Claimed to be fire resistant but structures 'built to poor standard'

26 September 2018

A local authority will debate a report tomorrow night (27 September 2018) that recommends that two residential tower blocks in Rugby be demolished and replaced.

Tenants were evacuated from the high rises earlier this year after a survey questioned the fire resistance of the 50-year old structures.

Costings found that the tower blocks are beyond economic repair, with refurbishment estimated at £20million compared to replacement housing costing £23million.

More than 150 residents of 91 occupied flats at Biart Place were told to leave.

The council-commissioned survey in 2016 of the condition of 124 flats at the site highlighted concerns over fire resistance, concrete quality and corroding steel.

It found the flats had "been built to a poor standard and may not perform as expected in the event of a fire or explosion", although the council said fire resistance still met British safety standards.

The report to be considered by councillors on 27 September recommends that work starts on appointing architects to design a replacement development that will make best use of the site.

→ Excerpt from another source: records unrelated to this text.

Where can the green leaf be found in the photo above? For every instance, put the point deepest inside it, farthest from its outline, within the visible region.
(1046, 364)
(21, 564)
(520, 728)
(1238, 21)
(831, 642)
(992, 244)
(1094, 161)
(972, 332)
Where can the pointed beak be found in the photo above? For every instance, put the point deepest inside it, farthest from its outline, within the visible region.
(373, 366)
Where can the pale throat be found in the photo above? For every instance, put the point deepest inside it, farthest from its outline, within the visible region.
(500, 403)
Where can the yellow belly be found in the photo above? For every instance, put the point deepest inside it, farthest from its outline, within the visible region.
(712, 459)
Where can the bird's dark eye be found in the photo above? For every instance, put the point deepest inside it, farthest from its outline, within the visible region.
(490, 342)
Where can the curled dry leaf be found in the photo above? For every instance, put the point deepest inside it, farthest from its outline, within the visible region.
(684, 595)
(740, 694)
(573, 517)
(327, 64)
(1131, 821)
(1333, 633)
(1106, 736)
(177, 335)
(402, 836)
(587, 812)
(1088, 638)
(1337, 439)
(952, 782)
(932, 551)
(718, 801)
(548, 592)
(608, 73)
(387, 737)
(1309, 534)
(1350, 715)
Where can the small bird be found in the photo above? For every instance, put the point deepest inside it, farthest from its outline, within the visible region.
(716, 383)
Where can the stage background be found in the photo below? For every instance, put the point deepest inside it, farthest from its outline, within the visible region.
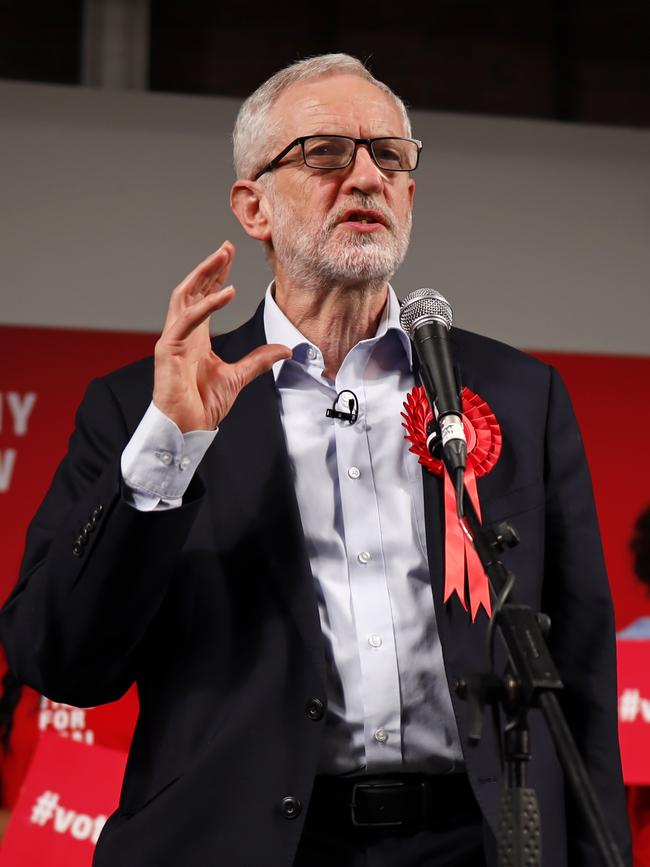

A previous report to councillors in April 2018 explained that surveys carried out to understand future maintenance needs showed that the blocks are constructed from the large panel system and are of poor build quality. It explained that the concrete is poor quality and suffering from carbonation, while steelwork is corroding. Connections are incomplete and strengthening steel work is missing from some areas. 

Other blocks at Rounds Gardens, were found to be better construction than those at Biart Place but Warwickshire Fire and Rescue have recommended that additional fire alarm systems be fitted.

There has been a more scrutiny of large panel tower blocks following the Grenfell Tower disaster.